Introducing Time Series Models in SAP Analytics Cloud Smart Predict

Objective

After completing this lesson, you will be able to Explain time series analysis in Smart Predict.

Use Cases for Time Series Models

Use Augmented Analytics to Control Travel and Expenses

Time series forecasting is useful for estimating future values of a measure where you have a time dimension available to help you identify a trend.

In the case study, we walk you through a scenario for using time series models to control expenses.

What sort of topics can we investigate with a time series model?

You can answer questions, such as:

  • How will the revenue of a shop evolve over the next month?
  • What are the expected sales by product per region for the next weeks?
  • How will the stock of products vary in a warehouse over the following weeks?
  • How will cash flow evolve during the next quarter?

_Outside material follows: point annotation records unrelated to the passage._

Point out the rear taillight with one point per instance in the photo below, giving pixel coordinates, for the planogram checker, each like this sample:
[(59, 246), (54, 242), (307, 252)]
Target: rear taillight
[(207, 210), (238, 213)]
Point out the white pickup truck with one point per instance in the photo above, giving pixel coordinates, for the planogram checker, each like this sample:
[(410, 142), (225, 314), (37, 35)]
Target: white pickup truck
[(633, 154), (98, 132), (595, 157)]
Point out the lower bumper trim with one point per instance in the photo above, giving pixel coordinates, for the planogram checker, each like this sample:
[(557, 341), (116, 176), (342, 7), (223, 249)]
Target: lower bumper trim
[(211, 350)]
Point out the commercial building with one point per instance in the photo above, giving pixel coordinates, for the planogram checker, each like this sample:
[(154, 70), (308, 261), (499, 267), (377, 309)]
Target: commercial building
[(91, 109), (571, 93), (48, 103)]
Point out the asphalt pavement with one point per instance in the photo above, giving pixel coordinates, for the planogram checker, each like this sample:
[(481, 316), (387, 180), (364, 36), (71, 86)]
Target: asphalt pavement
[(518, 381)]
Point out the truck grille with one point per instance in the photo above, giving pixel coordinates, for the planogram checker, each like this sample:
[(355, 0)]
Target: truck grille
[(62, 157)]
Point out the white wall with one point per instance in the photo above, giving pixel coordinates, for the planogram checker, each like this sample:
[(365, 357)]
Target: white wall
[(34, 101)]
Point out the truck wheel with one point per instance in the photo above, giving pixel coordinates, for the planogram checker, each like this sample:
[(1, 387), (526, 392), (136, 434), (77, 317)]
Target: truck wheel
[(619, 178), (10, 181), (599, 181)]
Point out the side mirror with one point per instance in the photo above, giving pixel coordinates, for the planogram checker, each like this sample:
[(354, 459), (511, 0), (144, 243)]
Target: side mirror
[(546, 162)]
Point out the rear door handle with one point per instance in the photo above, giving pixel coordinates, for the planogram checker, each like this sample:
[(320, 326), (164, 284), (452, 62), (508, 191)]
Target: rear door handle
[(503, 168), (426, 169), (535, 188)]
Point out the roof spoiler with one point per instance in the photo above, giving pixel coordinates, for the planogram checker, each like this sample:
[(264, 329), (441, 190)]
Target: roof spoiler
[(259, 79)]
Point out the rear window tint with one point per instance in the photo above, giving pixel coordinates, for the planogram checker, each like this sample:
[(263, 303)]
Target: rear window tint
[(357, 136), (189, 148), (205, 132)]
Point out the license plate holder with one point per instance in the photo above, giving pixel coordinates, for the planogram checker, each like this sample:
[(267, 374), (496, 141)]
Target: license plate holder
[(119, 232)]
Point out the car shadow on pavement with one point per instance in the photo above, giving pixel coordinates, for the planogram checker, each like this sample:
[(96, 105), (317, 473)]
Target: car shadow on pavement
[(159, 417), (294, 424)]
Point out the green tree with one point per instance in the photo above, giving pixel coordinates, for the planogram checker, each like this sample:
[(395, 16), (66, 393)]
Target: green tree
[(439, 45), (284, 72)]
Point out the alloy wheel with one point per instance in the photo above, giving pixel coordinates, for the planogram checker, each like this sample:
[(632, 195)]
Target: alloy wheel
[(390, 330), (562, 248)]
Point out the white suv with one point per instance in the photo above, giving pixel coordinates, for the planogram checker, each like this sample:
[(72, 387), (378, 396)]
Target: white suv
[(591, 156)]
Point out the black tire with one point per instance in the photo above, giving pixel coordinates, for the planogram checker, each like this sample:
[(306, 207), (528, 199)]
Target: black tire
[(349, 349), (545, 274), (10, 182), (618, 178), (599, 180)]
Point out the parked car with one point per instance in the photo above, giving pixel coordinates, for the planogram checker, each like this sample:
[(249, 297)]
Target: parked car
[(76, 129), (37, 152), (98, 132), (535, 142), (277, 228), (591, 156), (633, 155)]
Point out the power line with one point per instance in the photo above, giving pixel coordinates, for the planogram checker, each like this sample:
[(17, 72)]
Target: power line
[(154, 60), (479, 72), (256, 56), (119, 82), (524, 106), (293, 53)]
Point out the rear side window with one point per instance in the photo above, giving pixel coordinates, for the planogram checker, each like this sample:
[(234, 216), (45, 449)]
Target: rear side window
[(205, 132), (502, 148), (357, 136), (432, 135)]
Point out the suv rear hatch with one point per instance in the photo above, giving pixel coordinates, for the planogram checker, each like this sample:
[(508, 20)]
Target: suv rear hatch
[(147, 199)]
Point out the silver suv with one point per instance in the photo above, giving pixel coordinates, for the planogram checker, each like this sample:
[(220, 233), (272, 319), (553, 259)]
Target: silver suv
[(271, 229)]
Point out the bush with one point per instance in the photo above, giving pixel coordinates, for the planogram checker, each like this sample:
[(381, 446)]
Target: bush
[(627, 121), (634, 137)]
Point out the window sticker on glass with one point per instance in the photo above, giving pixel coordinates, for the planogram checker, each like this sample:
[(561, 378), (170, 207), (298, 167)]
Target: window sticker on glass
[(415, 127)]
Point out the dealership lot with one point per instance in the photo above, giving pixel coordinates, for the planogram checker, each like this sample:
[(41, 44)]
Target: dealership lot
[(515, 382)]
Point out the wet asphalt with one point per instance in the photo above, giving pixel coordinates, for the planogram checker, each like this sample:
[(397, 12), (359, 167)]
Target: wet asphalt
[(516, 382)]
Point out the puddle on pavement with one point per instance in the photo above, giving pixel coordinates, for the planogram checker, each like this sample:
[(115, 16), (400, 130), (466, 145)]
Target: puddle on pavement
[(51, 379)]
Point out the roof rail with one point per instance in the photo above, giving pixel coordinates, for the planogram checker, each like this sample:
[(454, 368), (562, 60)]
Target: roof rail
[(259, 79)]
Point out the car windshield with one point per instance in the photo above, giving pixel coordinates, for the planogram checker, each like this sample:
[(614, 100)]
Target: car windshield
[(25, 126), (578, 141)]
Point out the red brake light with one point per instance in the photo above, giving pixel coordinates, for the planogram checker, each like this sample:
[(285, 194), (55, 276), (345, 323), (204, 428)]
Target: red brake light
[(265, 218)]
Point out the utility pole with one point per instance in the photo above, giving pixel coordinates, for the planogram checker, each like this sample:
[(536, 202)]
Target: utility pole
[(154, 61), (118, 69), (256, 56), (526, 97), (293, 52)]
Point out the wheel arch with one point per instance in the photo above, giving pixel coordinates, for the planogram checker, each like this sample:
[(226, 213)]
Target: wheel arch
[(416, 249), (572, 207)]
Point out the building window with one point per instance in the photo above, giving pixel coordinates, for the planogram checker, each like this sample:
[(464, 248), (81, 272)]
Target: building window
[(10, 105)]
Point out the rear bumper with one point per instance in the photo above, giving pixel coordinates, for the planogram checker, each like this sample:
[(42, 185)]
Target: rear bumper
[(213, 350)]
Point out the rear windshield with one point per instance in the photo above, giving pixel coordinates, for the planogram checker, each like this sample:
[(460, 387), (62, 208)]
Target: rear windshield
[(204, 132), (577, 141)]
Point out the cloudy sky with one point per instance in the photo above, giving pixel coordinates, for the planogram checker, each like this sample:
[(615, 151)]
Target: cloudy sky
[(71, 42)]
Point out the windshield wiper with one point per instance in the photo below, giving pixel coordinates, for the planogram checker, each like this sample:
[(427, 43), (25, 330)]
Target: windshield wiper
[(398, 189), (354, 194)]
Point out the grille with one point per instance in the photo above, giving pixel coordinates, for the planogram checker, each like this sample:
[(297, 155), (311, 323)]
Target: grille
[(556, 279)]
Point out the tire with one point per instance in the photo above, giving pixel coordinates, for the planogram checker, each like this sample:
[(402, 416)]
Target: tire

Time Series Analysis in Smart Predict

What is a time-series?

A time series is a series of data points indexed in time order. Normally, a time series is a sequence taken at successive equally spaced points in time. For example, a time series can track the movement of revenue or costs over a specified period of time, with data points recorded at regular intervals. For example, weekly, monthly, quarterly, or annually.

Time series model showing costs over time.

Signals

Historical values of the target variable and the corresponding dates are required when building and training a time series model. This data 'couple' of date and target value is called the signal. The time series forecasting model in Smart Predict analyzes the signal. Values of other variables taken at the same dates (in the past and future) can be included as influencer variables for the model. The variables are used to refine the analysis of the signal.

The signal is the target variable that you want to explain, or predict the values for, and is comprised of several components. If you want to forecast the product sales for the next six months, for example, Product sales is your signal variable. The components include:

  1. The Trend identifies where the times series is headed and in which direction that it generally tends to go. It can be decreasing, increasing, or flat.
  2. The Periodic are the seasonality and period patterns reproduced regularly over time.
  3. The Fluctuation reflects the dependencies of the value of the signal at time "t" on previous values "t-1"… "t-10"… "t-n".
  4. The Residuals are what remains of the signal when trends, periodics, and fluctuations have been removed. Residuals are considered to be white noise - a purely random effect.

Question: What is the name of the regular peaks and troughs shown by the orange line in the diagram below?

A diagram showing an example of a signals chart.

Answer: If you said Periodic, you are correct! The regular peaks and troughs shown in the diagram above is an example of a periodic signal.

Note

The time series forecasting model in SAP Analytics Cloud are additive. The forecasts are calculated by summing up the values calculated for the trend, the cycles, and the fluctuations.

Forecast Horizon

The horizon is the number of predictions to be estimated in the future. This number depends directly on the size of the historical data.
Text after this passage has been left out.